✵Dört✵

408 37 2
                                    

(bölüm)
Dört

Cassiopeia bir kabusla uyandı, yatağında dikleşip oturduğunda nefes nefese kalmıştı, elini göğsüne koyduğunda kalbinin hızlı attığını hissedebiliyordu.

Gözlerini kapadı, ağzından birkaç derin nefes alıp burnundan verdi.

Ay ışığı yüzünü aydınlatıyordu. Yavaşça gözlerini açmaya başladı, bir nefes daha aldı, yatağına geri uzandı ama Cassie bu gece bir an bile uyuyamayacağını biliyordu.

Gözleri fal taşı gibi açılmış, çıkan sesleri dinlerken, baykuşlar ayın önünden uçup ışığı bir süreliğine engellediğinde irkiliyordu.

Kabuslar birkaç haftadır gördüğü bir şeydi, Sirius gidince başlamıştı, kimseye de söyleyememişti.

Başka insanların onu zayıf olarak düşünmesini istemiyordu.

Hep aynı rüyaydı, hep aynı şeyler oluyordu.

Çığlıklar ve bağırışlar uyurken koyu saçlı kızın kulaklarını deliyordu, geçmişi, canını acıtmaması gereken tek yerde, gerçekliğin olmaması gereken tek yerde ona musallat oluyordu.

Nova bile onun rüyalarından habersizdi ve en yakın arkadaşına her şeyi, yani neredeyse her şeyi anlatırdı.

Sarışın, arkadaşında bir sorun olduğunu biliyordu, gözlerinin altındaki şişkinlik her cümlesinde neden esnediğini açıklıyordu.
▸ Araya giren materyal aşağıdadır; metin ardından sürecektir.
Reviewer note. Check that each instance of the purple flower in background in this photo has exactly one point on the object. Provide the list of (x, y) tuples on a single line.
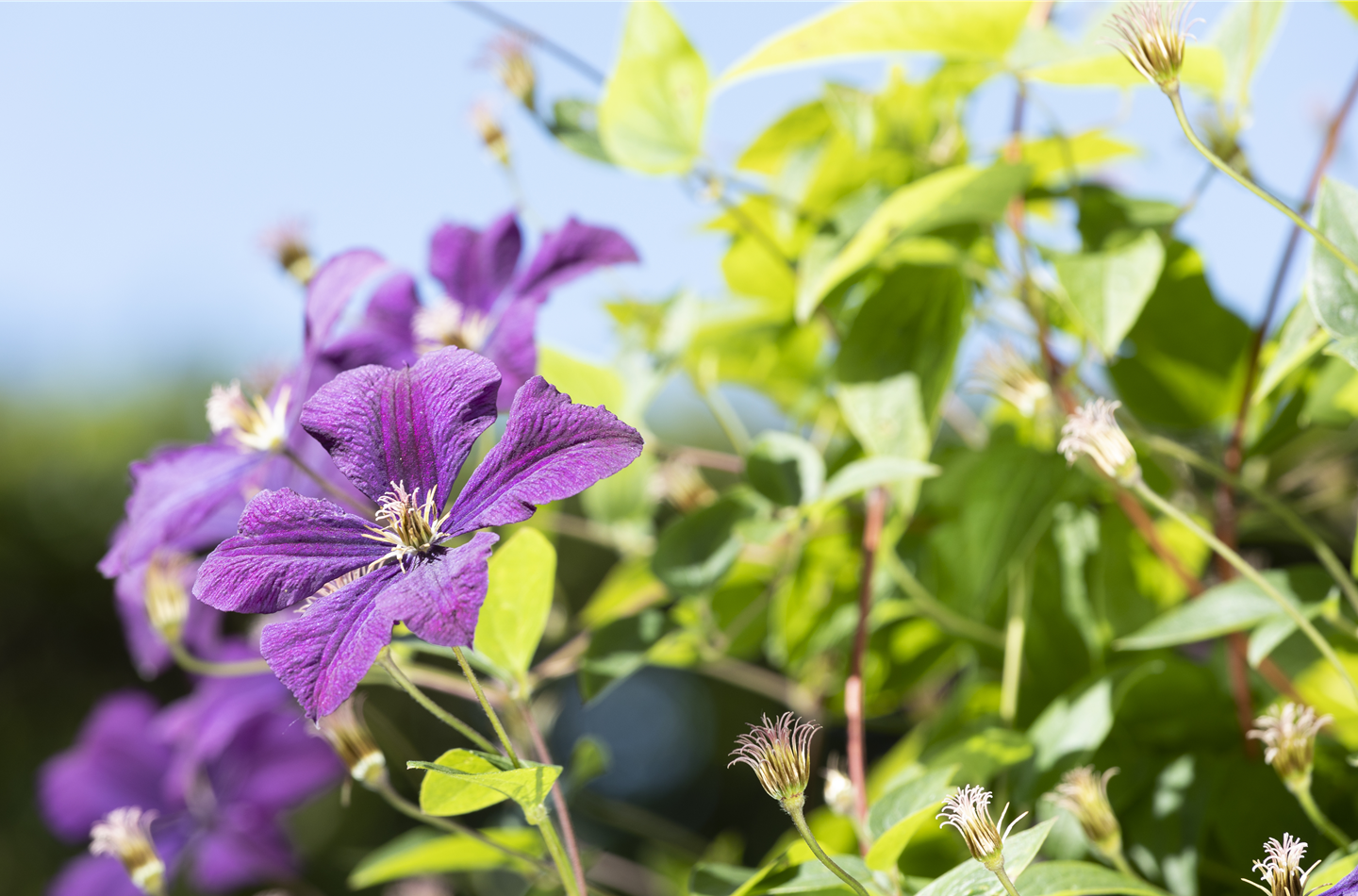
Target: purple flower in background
[(188, 498), (492, 311), (401, 438), (218, 770)]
Ama Nova sormak istemiyordu. Cassie düşünceli bir kızdı ve sorunlarını başkalarına anlatmaktan asla hoşlanmazdı, çünkü onların kendisi için endişelenmesini istemezdi. Başkalarının onun için endişelenmesindense onlar için endişelenmeye kararlıydı. Bu yüzden sorunları ne kadar büyük olursa olsun kendine saklardı ama Sirius bir şey olduğunda hissederdi, sonuçta ikizlerdi.

· • —– ٠ ★ ٠ —– • ·

"Dün gece ağladı," dedi Sirius, kız kardeşine bakarak.

Sirius ve Cassie'nin barışmasının ertesi günüydü ve akşam yemeğindelerdi, kız kardeşinin ağladığı andan itibaren bir şeylerin ters gittiğini biliyordu, işler ne kadar kötü olursa olsun, bunu Grimmauld Meydanı'nda bir daha asla yapmadı.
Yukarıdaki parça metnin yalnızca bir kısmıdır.